The weapons arrived in crates marked “Norinco.” The rifles, grenades, and missile launchers were bought on credit — oil fields were the collateral. The guns were copies, based on old Soviet designs, but they were simple to use, hard to break, and cheap to replace. Just like everything from toys to t-shirts, they were marked “Made in China.”
The world paid little attention when Chinese weapons began showing up in South Sudan. A recent report by the United Nations Panel of Experts on South Sudan showed that the South Sudanese government purchased $46.8 million in weapons from the state-owned China North Industries Corporation, known more commonly as Norinco. Since China surpassed Germany as the world’s third-largest distributor of weapons, behind only the United States and Russia, the international community has increasingly perceived the transfer of arms from China to Africa as commonplace. Now, with evidence of war crimes mounting on both sides of the South Sudanese civil war, China’s ostensible doctrine of noninterference and neutrality must be reconciled with the emergent superpower’s growing reputation as the world’s discount arms dealer. As China strives to be a 21st Century superpower, it will have to contend with expectations of responsible engagement that past powers have not had to face.
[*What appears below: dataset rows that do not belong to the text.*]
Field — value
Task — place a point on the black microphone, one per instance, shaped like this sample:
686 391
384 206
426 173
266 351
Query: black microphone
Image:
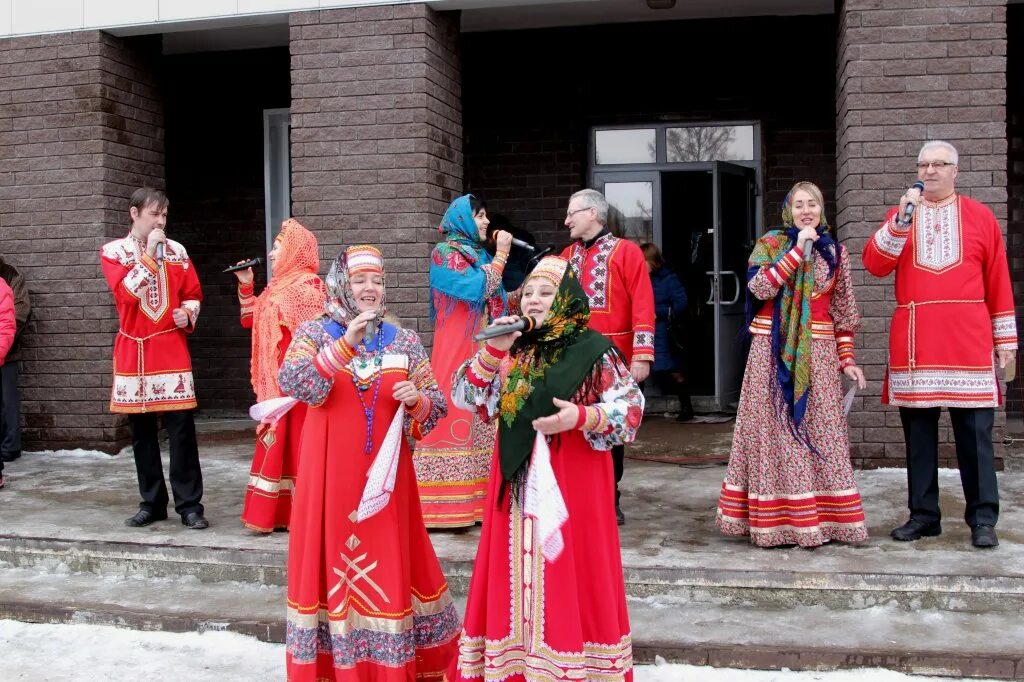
524 324
908 211
241 266
523 245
While some might consider the foray into arms dealing merely another form of China’s ongoing market expansion, the sale of Chinese weapons cannot be summed up as disinterested mercantilism. Instead, it is part of a broader pattern of geopolitical posturing from the world’s largest economy. Analysts have known for years that China’s high rates of production belie an increasingly acute need for natural resources, and demand for oil in particular has produced a worrying pattern of economic adventurism. In a conversation with Brown Political Review, Roger Cliff, a senior fellow at the Atlantic Council specializing in Asian security, said that targeted sales of Chinese weapons handled through state-owned enterprises were part of a broader strategy to “access strategic raw materials.”
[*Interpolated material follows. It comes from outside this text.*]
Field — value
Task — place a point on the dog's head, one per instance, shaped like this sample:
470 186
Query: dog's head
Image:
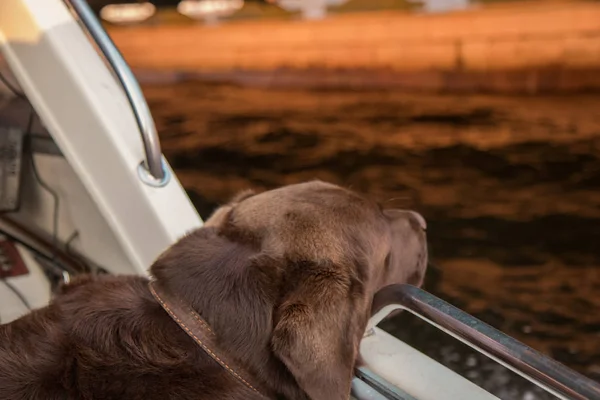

A growing need for resources drives the Chinese government to back expedient trade deals, forging partnerships with countries that many geopolitical players would hesitate to do business with. In the last year alone, China’s crude oil imports increased 22 percent, with an estimated 7.25 million barrels of foreign oil arriving each day. In an attempt to sweeten the trade deals in resource-rich corners of the world, the oil-hungry nation has offered everything from traditional infrastructure development projects to pistols and antitank missile systems. Whereas the United States often refuses to trade with countries it considers to be human rights violators, according to Cliff, China “does not have any such qualms.” The American use of economic power to inject its voice into other states’ decision-making processes has its own geopolitical pitfalls, but thanks to its hands-off approach, China has become the go-to trade partner for countries with poor human rights records.
Yet the sale of weapons is no amoral capitalism — it’s a reflection of Beijing’s use of industrial power to achieve political goals. By choosing to deal with nations ranging from democracies to authoritarian regimes, China has made a calculated toss of the widest possible net in an attempt to expand its geopolitical reach. As a state-owned entity, Norinco’s sale of weapons to South Sudan should be understood as permitted, if not planned, by Beijing. But selling weapons is only “one of the tools China has” and is far from “the only tool in their toolkit,” according to Cliff. Beijing also encourages its state-owned enterprises to seek out profits overseas and attempts to cultivate diplomatic ties with the governments of their trading partners. Such was the case in South Sudan, where China’s sale of weapons was part of a broader series of investments, which included an $8 billion pledge to develop oil infrastructure.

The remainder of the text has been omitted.